RADARBANGSA.COM - Kementerian Ketenagakerjaan (Kemnaker) mendorong pengusaha dan pekerja/buruh untuk terus melakukan dialog bipartit dalam menghadapi dinamika yang tengah dihadapi perusahaan.

Dirjen PHI dan Jamsos Kemnaker, Indah Anggoro Putri berharap melalui dialog bipartite diharapkan hubungan industrial antara pekerja dan perusahaan tetap berjalan kondusif dan harmonis.

"PHK merupakan jalan paling akhir bila suatu hubungan kerja antara pengusaha dengan pekerja tidak lagi dapat dipertahankan. Karena sebagai jalan paling akhir, maka semua pihak harus berupaya agar tidak terjadi PHK," kata Putri dalam rilisnya, Kamis, 24 November 2022

"Putri menilai bahwa pada umumnya PHK dilakukan sebagai respon perusahaan akibat adanya perubahan ekonomi global yang menuntut perusahaan melakukan penyesuaian atas bisnisnya dan efisiensi terhadap pekerjanya. Padahal ada upaya lain untuk menghindari efiensi pekerja.

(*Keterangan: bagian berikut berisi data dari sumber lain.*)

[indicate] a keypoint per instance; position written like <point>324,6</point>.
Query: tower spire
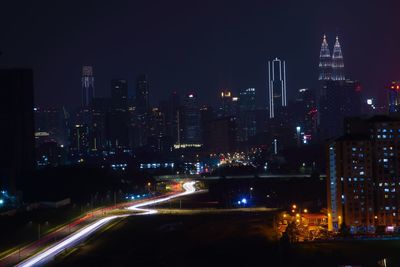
<point>337,62</point>
<point>325,61</point>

Beberapa upaya yang dapat dilakukan untuk menjaga keberlangsungan usaha sehingga tidak terjadi PHK seperti mengurangi fasilitas pekerja tingkat manajerial, penyesuaian shift dan jam kerja, pembatasan kerja lembur yang keseluruhannya itu sekali lagi harus didiskusikan dan dimusyawarahkan secara bipartit baik pelaksanaan maupun jangka waktunya” ujar Putri.

Namun andaikan PHK tak dapat dihindarkan, Ia mengingatkan agar PHK yang dilakukan harus sesuai dengan peraturan perundang-undangan.

"Berkaitan dengan hal ini, kami akan lakukan pembinaan terlebih dahulu sampai prosedur yang dilakukan benar-benar telah dilaksanakan sesuai aturan," tukasnya.